Batches Utils¶

This page describes BatchVectorizer class.

class artm.BatchVectorizer(batches=None, collection_name=None, data_path='', data_format='batches', target_folder=None, batch_size=1000, batch_name_type='code', data_weight=1.0, n_wd=None, vocabulary=None, gather_dictionary=True, class_ids=None, process_in_memory_model=None)¶

__init__(batches=None, collection_name=None, data_path='', data_format='batches', target_folder=None, batch_size=1000, batch_name_type='code', data_weight=1.0, n_wd=None, vocabulary=None, gather_dictionary=True, class_ids=None, process_in_memory_model=None)¶

Parameters:

collection_name (str) – the name of text collection (required if data_format == ‘bow_uci’)
data_path (str) –
1. if data_format == ‘bow_uci’ => folder containing ‘docword.collection_name.txt’ and vocab.collection_name.txt files; 2) if data_format == ‘vowpal_wabbit’ => file in Vowpal Wabbit format; 3) if data_format == ‘bow_n_wd’ => useless parameter 4) if data_format == ‘batches’ => folder containing batches
data_format (str) – the type of input data: 1) ‘bow_uci’ — Bag-Of-Words in UCI format; 2) ‘vowpal_wabbit’ — Vowpal Wabbit format; 3 ‘bow_n_wd’ — result of CountVectorizer or similar tool; 4) ‘batches’ — the BigARTM data format
batch_size (int) – number of documents to be stored in each batch
target_folder (str) – full path to folder for future batches storing; if not set, no batches will be produced for further work
batches (list of str) – if process_in_memory_model is None -> list with non-full file names of batches (necessary parameters are batches + data_path + data_fromat==’batches’ in this case) else -> list of batches (messages.Batch objects), loaded in memory
batch_name_type (str) – name batches in natural order (‘code’) or using random guids (guid)
data_weight (float) – weight for a group of batches from data_path; it can be a list of floats, then data_path (and target_folder if not data_format == ‘batches’) should also be lists; one weight corresponds to one path from the data_path list;
n_wd (array) – matrix with n_wd counters
vocabulary (dict) – dict with vocabulary, key - index of n_wd, value - token
gather_dictionary (bool) – create or not the default dictionary in vectorizer; if data_format == ‘bow_n_wd’ - automatically set to True; and if data_format == ‘batches’ or data_weight is list - automatically set to False
class_ids (list of str or str) – list of class_ids or single class_id to parse and include in batches
process_in_memory_model (artm.ARTM) – ARTM instance that will use this vectorizer, is required when one needs processing of batches from disk in RAM (only if data_format == ‘batches’).

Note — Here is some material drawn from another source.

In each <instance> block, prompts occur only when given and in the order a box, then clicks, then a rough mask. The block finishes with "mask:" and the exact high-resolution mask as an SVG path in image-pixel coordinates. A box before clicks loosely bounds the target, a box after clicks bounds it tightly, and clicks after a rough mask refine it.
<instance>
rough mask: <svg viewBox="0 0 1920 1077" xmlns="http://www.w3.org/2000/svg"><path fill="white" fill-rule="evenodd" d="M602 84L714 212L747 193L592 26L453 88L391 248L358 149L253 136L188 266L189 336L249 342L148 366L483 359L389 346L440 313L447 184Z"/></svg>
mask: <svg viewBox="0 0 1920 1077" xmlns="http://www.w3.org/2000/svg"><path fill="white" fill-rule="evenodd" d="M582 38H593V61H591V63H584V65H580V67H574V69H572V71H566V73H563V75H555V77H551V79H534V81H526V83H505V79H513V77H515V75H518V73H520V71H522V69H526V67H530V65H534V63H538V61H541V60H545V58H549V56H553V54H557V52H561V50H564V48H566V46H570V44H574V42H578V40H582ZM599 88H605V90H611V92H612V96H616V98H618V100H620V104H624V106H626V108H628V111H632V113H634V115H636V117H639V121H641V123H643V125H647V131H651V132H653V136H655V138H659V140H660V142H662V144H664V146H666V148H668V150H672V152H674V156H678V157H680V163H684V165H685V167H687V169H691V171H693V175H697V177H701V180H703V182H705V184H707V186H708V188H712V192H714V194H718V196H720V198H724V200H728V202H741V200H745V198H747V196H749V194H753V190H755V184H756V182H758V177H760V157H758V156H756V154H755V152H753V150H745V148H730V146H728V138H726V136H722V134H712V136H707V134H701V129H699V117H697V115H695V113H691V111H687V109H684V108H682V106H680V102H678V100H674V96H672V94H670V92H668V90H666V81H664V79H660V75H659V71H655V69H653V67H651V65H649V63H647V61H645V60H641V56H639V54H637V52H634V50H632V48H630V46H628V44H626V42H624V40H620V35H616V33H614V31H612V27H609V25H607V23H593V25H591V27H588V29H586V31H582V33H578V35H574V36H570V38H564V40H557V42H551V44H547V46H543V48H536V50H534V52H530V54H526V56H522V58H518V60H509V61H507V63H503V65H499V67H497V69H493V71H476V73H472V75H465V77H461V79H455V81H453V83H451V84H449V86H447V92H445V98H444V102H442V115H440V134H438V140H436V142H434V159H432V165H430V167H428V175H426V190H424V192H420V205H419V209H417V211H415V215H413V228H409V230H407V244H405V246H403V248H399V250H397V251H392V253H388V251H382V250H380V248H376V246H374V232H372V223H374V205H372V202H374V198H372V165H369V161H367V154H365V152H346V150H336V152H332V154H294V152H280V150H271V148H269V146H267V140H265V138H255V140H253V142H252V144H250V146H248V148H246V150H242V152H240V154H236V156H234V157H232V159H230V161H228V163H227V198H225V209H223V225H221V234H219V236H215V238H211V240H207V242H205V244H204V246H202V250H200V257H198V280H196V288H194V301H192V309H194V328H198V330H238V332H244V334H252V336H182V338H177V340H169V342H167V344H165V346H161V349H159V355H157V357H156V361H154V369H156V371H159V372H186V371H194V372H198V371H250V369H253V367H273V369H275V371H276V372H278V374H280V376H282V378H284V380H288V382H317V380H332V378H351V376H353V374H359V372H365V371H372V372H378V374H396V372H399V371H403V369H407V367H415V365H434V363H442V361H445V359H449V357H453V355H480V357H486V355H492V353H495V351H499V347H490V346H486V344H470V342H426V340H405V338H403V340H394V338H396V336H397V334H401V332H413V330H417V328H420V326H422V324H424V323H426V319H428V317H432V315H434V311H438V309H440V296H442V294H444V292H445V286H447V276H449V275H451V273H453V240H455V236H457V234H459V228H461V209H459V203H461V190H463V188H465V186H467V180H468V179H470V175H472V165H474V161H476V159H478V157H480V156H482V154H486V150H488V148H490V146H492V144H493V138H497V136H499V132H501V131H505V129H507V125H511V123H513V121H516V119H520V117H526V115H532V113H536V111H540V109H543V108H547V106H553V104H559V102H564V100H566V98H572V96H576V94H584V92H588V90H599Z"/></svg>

NOTE: makes vectorizer model specific.

batch_size¶

Returns:	the user-defined size of the batches

batches_ids¶

Returns:	list of batches filenames, if process_in_memory == False, else - the list of in memory batches ids

batches_list¶: : return: list of batches, if process_in_memory == False, else - the list of in memory batches ids

data_path¶

Returns:	the disk path of batches

dictionary¶

Returns:	Dictionary object, if parameter gather_dictionary was True, else None

num_batches¶

Returns:	the number of batches

process_in_memory¶

Returns:	if Vectorizer uses processing of batches in core memory

weights¶

Returns:	list of batches weights